Despite its extensive, scientifically validated benefits, sports scientists and physiotherapists are careful to define the specific limitations of the Pilates method. Pilates is not a replacement for dedicated cardiovascular conditioning, nor is it a substitute for heavy, progressive resistance training aimed at maximal muscle hypertrophy or absolute strength. Furthermore, health authorities caution that the moving parts, straps, and spring tension of the reformer carry a risk of strain or joint injury if used without proper, certified supervision, particularly for individuals dealing with severe osteoporosis or acute joint instability.[3][5]
Ultimately, the modern scientific consensus serves to validate exactly what Joseph Pilates claimed over a century ago: physical fitness is the first requisite of happiness, and it begins fundamentally with a strong, supple spine. Whether practiced on a simple foam mat in a living room or on a complex, spring-loaded carriage in a boutique studio, the method's true innovation lies in its strict demand for mindful, precise movement. It is a profound neurological and muscular re-education that builds resilient strength from the inside out, proving that the mind and body are inextricably linked.[4][6]
How we got here
1920s
Joseph Pilates develops the method, initially using rigged hospital beds to rehabilitate bedridden inmates.
1990s-2000s
Pilates gains mainstream popularity as a boutique fitness trend favored by dancers and celebrities.
2010s
Rehabilitative ultrasound imaging (RUSI) allows researchers to observe deep core muscle activation in real-time.
2023-2025
Major systematic reviews and clinical trials confirm the method's ability to physically alter muscle thickness and neurological contraction timing.
Viewpoints in depth
Clinical Rehabilitators
Focuses on the method's ability to repair the mind-muscle connection and treat chronic pain.
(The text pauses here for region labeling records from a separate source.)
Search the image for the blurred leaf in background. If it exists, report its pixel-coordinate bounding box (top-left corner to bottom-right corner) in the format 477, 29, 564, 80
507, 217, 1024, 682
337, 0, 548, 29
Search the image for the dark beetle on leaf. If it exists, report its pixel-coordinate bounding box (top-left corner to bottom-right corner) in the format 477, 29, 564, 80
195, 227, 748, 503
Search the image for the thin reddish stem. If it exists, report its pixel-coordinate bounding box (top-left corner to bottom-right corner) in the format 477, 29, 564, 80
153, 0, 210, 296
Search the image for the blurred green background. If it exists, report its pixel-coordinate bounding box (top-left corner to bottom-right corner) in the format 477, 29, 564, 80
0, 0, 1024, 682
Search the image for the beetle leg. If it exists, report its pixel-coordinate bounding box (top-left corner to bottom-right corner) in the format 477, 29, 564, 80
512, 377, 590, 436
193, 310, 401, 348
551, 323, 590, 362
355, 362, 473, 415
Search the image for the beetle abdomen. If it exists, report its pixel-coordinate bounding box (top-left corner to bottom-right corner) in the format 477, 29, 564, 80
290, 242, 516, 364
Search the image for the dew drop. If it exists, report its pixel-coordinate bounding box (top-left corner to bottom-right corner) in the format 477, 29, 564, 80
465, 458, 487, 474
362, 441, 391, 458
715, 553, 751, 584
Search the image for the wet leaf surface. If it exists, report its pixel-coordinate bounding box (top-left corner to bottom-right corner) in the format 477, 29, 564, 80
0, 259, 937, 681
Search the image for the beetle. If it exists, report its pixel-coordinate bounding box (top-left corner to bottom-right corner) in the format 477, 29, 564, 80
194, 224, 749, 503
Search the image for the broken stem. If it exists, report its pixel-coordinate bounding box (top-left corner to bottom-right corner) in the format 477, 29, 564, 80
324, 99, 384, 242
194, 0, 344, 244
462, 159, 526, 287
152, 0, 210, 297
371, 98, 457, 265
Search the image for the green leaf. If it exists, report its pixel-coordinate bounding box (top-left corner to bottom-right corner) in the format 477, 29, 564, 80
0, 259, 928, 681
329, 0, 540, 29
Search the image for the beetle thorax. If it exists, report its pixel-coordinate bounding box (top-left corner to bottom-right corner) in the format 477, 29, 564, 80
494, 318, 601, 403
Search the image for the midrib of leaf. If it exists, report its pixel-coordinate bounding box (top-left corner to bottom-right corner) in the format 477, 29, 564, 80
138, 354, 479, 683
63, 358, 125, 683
For physiotherapists and clinical researchers, the value of Pilates lies in its neurological impact. By forcing patients to consciously engage their pelvic floor and transverse abdominis, the practice rewires the brain to fire these stabilizing muscles automatically before movement occurs. This anticipatory stabilization is considered the gold standard for treating chronic lower back pain and preventing future spinal injuries.
Athletic Conditioning Coaches
Views the practice as a supplemental tool to enhance dynamic flexibility and explosive power.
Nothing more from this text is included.